Because 4-MP is very expensive, not all vets will have it on hand. Therefore, ethanol is commonly used in the form of grain alcohol or even vodka. It is important to know that alcohol is normally toxic to pets. However, when given carefully and properly by a vet to treat antifreeze poisoning, it interferes with the absorption of ethylene glycol. Never attempt to treat your dog with ethanol alcohol on your own--it can cause more harm and even lead to death.
The next step in treatment involves intensive supportive care. IV fluids are administered to keep the dog hydrated and correct electrolyte imbalances. Medications are given to ease symptoms. The dog's vitals are closely monitored and lab work is checked often in order to measure recovery.
Unfortunately, not all dogs will survive ethylene glycol poisoning, even with aggressive treatment. The sooner you can get the affected dog to the vet, the better chance there is of survival. Do not delay if there's a chance your dog was exposed to antifreeze!

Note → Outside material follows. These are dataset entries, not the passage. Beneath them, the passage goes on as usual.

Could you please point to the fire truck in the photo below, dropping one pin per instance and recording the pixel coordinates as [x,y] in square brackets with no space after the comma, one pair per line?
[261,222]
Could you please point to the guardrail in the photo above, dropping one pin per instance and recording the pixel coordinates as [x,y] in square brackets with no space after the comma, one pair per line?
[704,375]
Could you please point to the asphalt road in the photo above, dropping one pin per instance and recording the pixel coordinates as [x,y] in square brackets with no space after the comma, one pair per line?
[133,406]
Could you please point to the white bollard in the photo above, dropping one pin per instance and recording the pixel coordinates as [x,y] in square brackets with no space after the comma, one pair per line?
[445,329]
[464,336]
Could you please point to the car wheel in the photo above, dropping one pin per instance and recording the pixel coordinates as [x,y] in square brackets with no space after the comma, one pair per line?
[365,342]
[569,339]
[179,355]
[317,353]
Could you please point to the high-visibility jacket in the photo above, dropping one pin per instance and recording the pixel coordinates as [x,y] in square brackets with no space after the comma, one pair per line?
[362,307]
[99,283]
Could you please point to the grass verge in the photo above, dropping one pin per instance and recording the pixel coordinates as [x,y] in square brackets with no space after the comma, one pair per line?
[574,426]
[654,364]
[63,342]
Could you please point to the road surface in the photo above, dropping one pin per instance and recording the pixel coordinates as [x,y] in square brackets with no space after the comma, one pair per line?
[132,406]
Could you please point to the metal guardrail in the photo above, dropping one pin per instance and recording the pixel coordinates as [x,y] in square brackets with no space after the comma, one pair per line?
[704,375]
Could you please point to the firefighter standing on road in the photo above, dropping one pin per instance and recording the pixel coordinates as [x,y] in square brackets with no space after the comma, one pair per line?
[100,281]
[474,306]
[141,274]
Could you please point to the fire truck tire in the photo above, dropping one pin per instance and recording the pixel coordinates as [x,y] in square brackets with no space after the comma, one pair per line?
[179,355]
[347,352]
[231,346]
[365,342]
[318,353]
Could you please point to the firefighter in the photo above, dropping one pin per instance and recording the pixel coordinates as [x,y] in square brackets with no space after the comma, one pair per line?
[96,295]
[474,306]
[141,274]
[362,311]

Protecting Your Dog From Antifreeze
The best thing you can do is to protect your dog from exposure to ethylene glycol. In addition to antifreeze, this chemical can be found in brake fluid, de-icers, certain cleaners and other household or automotive solutions.
- Store all chemicals out of reach of your dog and clean up any spills immediately.
- Consider changing to a less toxic form of antifreeze (one that contains propylene glycol or methanol).
- Use caution when walking with your dog. Keep your dog from stepping in or drinking from puddles with unknown liquids.
- Never let your dog roam free because you never know what he may be exposed to.
Antifreeze is deadly, but your dog does not have to suffer from this dreadful toxicity if you are careful in and around your home.